Ray was jolted to consciousness when the top of his head bounced off of the truck’s dome light. “Wha-what the fuck!” he said as he was slammed back down into his seat and then thrown forward onto the steering wheel. The truck was traveling downhill fast. Ray couldn’t see where they were headed because the windshield was smeared with a blackish goo. He grabbed the steering wheel with both hands and mashed the brake pedal to the floorboard—nothing happened. A second later the truck bottomed out, propelling him, and everyone else in the cabin, into the air. Ray heard the thud of their bodies hitting the ceiling, then a loud pop as the airbags deployed. The last thing he remembered before the lights went out was the sound of glass breaking as the cabin interior exploded.
48
Josephine was tired. They’d been searching buildings since six in the morning, officially looking for survivors, but in reality they were hunting down the infected, with orders to shoot on sight. It had been a long time since she’d worn a NBC suit and r
espirator; the nuclear, biological, and chemical gear was designed to protect her from harmful airborne agents, but it felt like she was wearing one of those opaque, plastic wrap-looking, sauna suits from the 1980’s.
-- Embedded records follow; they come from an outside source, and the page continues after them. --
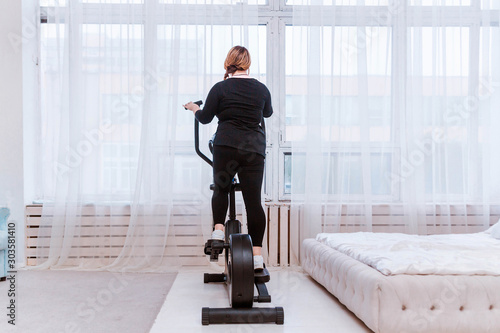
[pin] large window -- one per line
(384, 39)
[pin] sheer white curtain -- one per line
(121, 181)
(394, 115)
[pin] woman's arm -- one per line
(211, 105)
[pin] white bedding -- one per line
(396, 253)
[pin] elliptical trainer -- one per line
(239, 275)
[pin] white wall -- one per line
(11, 116)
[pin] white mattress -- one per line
(395, 253)
(406, 303)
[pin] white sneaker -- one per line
(218, 235)
(258, 262)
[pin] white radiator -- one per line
(283, 224)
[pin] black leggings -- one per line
(250, 168)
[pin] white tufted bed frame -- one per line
(406, 303)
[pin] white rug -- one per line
(81, 302)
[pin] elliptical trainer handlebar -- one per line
(197, 138)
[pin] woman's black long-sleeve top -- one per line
(240, 105)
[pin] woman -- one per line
(240, 103)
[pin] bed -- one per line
(393, 292)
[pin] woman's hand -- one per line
(192, 107)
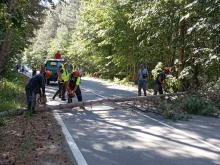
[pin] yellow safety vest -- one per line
(65, 74)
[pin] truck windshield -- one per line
(54, 64)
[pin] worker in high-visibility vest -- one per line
(64, 75)
(73, 86)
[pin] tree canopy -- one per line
(111, 38)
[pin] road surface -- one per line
(109, 134)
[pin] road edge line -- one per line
(186, 134)
(74, 148)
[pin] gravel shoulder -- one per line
(36, 139)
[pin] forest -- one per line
(110, 39)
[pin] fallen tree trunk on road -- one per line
(109, 100)
(92, 102)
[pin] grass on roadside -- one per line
(12, 90)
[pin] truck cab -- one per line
(53, 66)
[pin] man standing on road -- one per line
(64, 76)
(161, 81)
(80, 73)
(142, 80)
(36, 85)
(73, 86)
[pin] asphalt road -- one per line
(112, 135)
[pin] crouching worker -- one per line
(73, 86)
(36, 85)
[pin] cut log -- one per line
(113, 100)
(90, 103)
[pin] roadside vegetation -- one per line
(12, 92)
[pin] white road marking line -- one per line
(94, 93)
(75, 150)
(186, 134)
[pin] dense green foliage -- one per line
(12, 91)
(193, 104)
(18, 20)
(111, 38)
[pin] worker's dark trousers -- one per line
(158, 88)
(31, 99)
(78, 95)
(61, 89)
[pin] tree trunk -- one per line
(90, 103)
(181, 51)
(93, 102)
(5, 44)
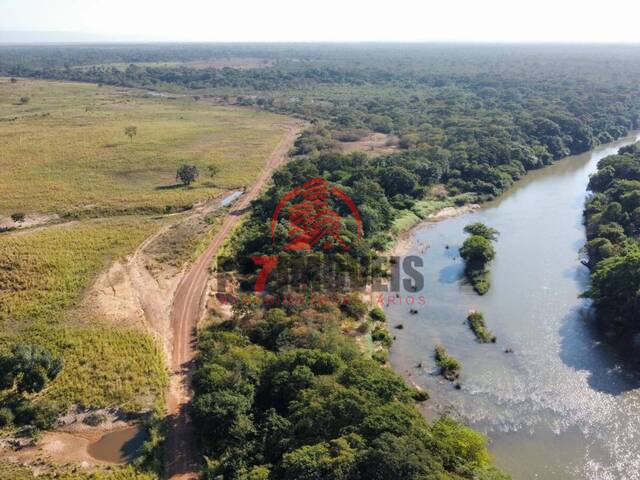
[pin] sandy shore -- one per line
(406, 240)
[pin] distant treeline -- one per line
(492, 112)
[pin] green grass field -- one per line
(65, 149)
(43, 274)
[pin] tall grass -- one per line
(66, 149)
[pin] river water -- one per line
(564, 405)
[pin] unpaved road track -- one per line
(187, 309)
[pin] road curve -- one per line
(187, 309)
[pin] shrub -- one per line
(17, 217)
(354, 307)
(380, 356)
(419, 394)
(382, 336)
(94, 419)
(377, 314)
(187, 174)
(6, 417)
(477, 325)
(449, 366)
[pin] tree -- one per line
(213, 170)
(477, 250)
(615, 289)
(187, 174)
(17, 217)
(480, 229)
(131, 131)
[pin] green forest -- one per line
(612, 216)
(280, 392)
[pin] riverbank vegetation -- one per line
(612, 216)
(280, 393)
(479, 328)
(449, 367)
(477, 251)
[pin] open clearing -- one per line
(64, 151)
(65, 148)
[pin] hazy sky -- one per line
(332, 20)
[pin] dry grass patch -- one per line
(65, 149)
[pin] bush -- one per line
(6, 417)
(377, 314)
(354, 307)
(449, 366)
(380, 356)
(382, 336)
(477, 325)
(17, 217)
(94, 419)
(187, 174)
(419, 394)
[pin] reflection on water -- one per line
(121, 446)
(564, 405)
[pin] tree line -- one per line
(612, 217)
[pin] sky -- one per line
(572, 21)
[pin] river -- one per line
(563, 405)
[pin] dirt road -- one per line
(187, 309)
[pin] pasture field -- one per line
(63, 148)
(43, 273)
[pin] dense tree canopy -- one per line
(612, 216)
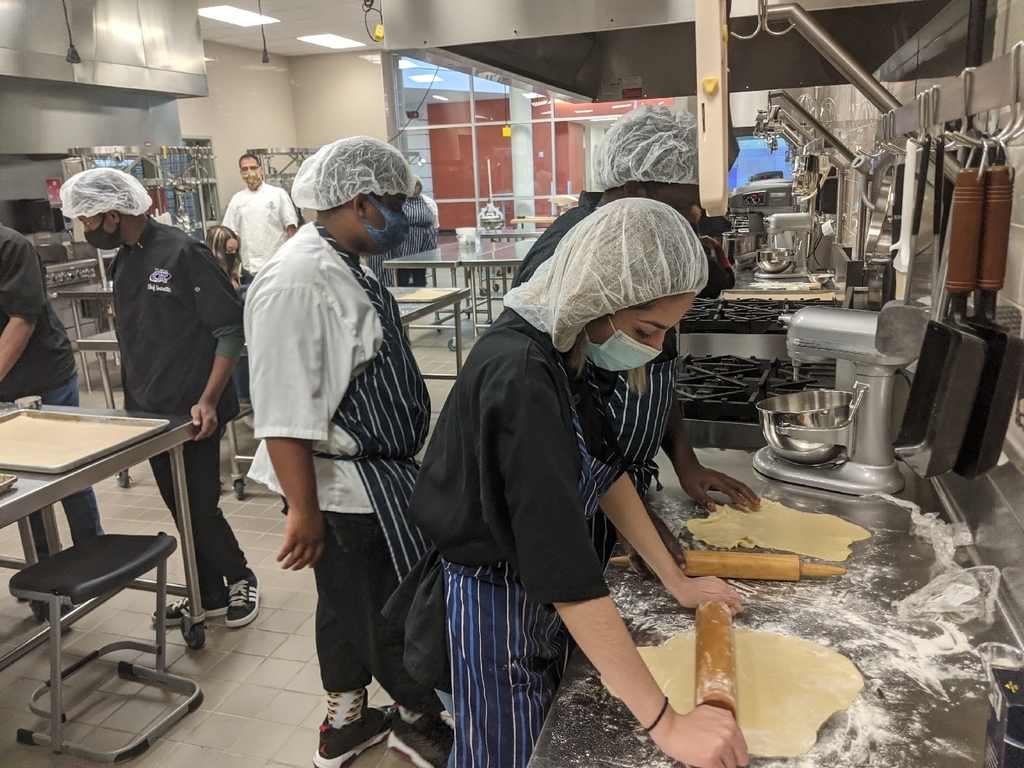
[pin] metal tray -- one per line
(152, 427)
Houston’s heat and humidity meant her sweat-soaked skin was sticking to the inner lining of her suit and the super fine particulate filter in the respirator made every breath a chore. She felt like she’d just finished a black diamond ski run at twelve thousand feet instead of sitting in the passenger seat of a Humvee. She glanced over at Captain Brady Lewis, the leader of their four-person team. “Hey Captain, can we slow down a little? This pace is wearing me out.”
“Hell no Sergeant,” Captain Lewis said, “we gotta clear this sector before nightfall. I do not want to be poking around in these buildings after dark.”
One of the two soldiers in the back seat spoke up.
“Hey Victor, I bet Joey’s been spending so much time on her knees spit shining Genghis Saul’s knob, she forgot how to breathe through her mouth.”
“Nah,” the other soldier replied, “she’s not into the man meat. I heard she likes to beaver hunt.”
Josephine was about to turn around and give those two assholes a piece of her mind, but Captain Brady Lewis beat her to it. He snapped his head around to face the two men. “Banes, Lacey, that’s enough! General Adams may tolerate disrespect of female officers under his command but I do not! If I hear either one of you weak dicks spewing any more gossip from the stinking cavity you call a mouth, I’m gonna have my size twelve’s so far up your asses that I’ll be wearing both of you for slippers. Is that clear?”